Die Klinik für Urologie des Universitätsspitals Zürich (USZ) sieht sich mit Vorwürfen konfrontiert, wonach es im Zusammenhang mit einer Prüfungsanmeldung für den Schwerpunkt Operative Urologie zu Unregelmässigkeiten gekommen sein soll. Um den Sachverhalt objektiv aufzuklären, hat die Spitaldirektion eine administrative Überprüfung in Auftrag gegeben.
Auslöser war ein offener Brief mehrerer Ärztinnen und Ärzte an die Schweizerische Gesellschaft für Urologie (SGU). Diese ist zuständig für die Weiter- und Fortbildung im Fachgebiet Urologie – unter anderem für die Zulassung zur Prüfung des Schwerpunktes operative Urologie. Im Zentrum der Kritik stand die Frage, ob ein Kandidat aus dem USZ bei der Prüfungsanmeldung falsche Operationszahlen angegeben hat.
Nach Bekanntwerden des Vorwurfes wurde die Prüfungsanmeldung zurückgezogen. Der Vorstand der SGU hat den Vorwurf in einer ausserordentlichen Sitzung besprochen. Da der betreffende Facharzt nicht in allen Kategorien die notwendige Anzahl an Operationen durchgeführt hat, wurde Prof. Daniel Eberli, Direktor der Klinik für Urologie, von Seiten der SGU wegen mangelnder Sorgfalt bei der Prüfungsanmeldung gerügt. Der Kandidat darf sich zudem erst nach Erreichen der geforderten Operationszahlen in allen Kategorien und unter Beilage der Operationsberichte erneut zur Prüfung anmelden.
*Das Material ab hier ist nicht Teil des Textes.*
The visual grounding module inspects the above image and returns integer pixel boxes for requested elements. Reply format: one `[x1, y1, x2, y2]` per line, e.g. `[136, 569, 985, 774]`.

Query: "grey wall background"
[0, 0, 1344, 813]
Um den Sachverhalt vollständig und objektiv aufzuklären, hat die Spitalleitung eine externe administrative Überprüfung in Auftrag gegeben. Ziel ist eine transparente Klärung, ob organisatorische oder individuelle Fehler vorlagen.
Prof. Eberli hat in diesem Zusammenhang darum gebeten, ihn bis zum Abschluss der Untersuchung zu beurlauben. Die Spitalleitung begrüsst diesen Schritt ausdrücklich und wird dem Wunsch entsprechen.
Für das USZ sind Integrität, Transparenz und ein vertrauensvolles Arbeitsumfeld entscheidend. Die laufende Überprüfung ist wichtig, um diesen Ansprüchen gerecht zu werden und die notwendigen Schlüsse für künftiges Handeln zu ziehen. «Als Universitätsspital dürfen wir keine Zweifel aufkommen lassen, dass sich die Menschen auf unser korrektes Verhalten verlassen können», sagt Monika Jänicke.
Update 1. Juli 2025: Abklärungsphase (Befragungen, Aktensichtung etc.) abgeschlossen
Die mit der administrativen Überprüfung beauftragte Kanzlei Nater Dallafior Rechtsanwälte hat die Abklärungsphase (Befragungen, Aktensichtung etc.) in der Klinik für Urologie abgeschlossen. Nach ersten Erkenntnissen wurde kein strafrechtliches Fehlverhalten festgestellt. Gleichzeitig fanden in den letzten Wochen verschiedene Gespräche statt. Alle Beteiligten sind auf die Relevanz korrekter administrativer Abläufe sensibilisiert.
Mit dem Abschluss der Abklärungsphase endet die Beurlaubung von Prof. Dr. med. Daniel Eberli. Er übernimmt am 1. Juli 2025 wieder die Leitung der Klinik für Urologie am USZ. Prof. Eberli hatte darum gebeten, während der Untersuchung von seinen Aufgaben entbunden zu werden, um die Unabhängigkeit der Abklärungen zu gewährleisten. Die Spitaldirektion dankt ihm für seine konstruktive Mitwirkung im Interesse der Klinik für Urologie und die Wiederaufnahme seiner Leitungsfunktion.
In den kommenden Wochen werten die externen Fachleute den Sachverhalt detailliert aus, was einige Zeit in Anspruch nehmen wird. Sobald die objektiven Erkenntnisse und Empfehlungen vorliegen, wird die Spitaldirektion entscheiden, welche Konsequenzen angemessen sind und welche Lehren das USZ, im Interesse der Qualitätssicherung, daraus zieht.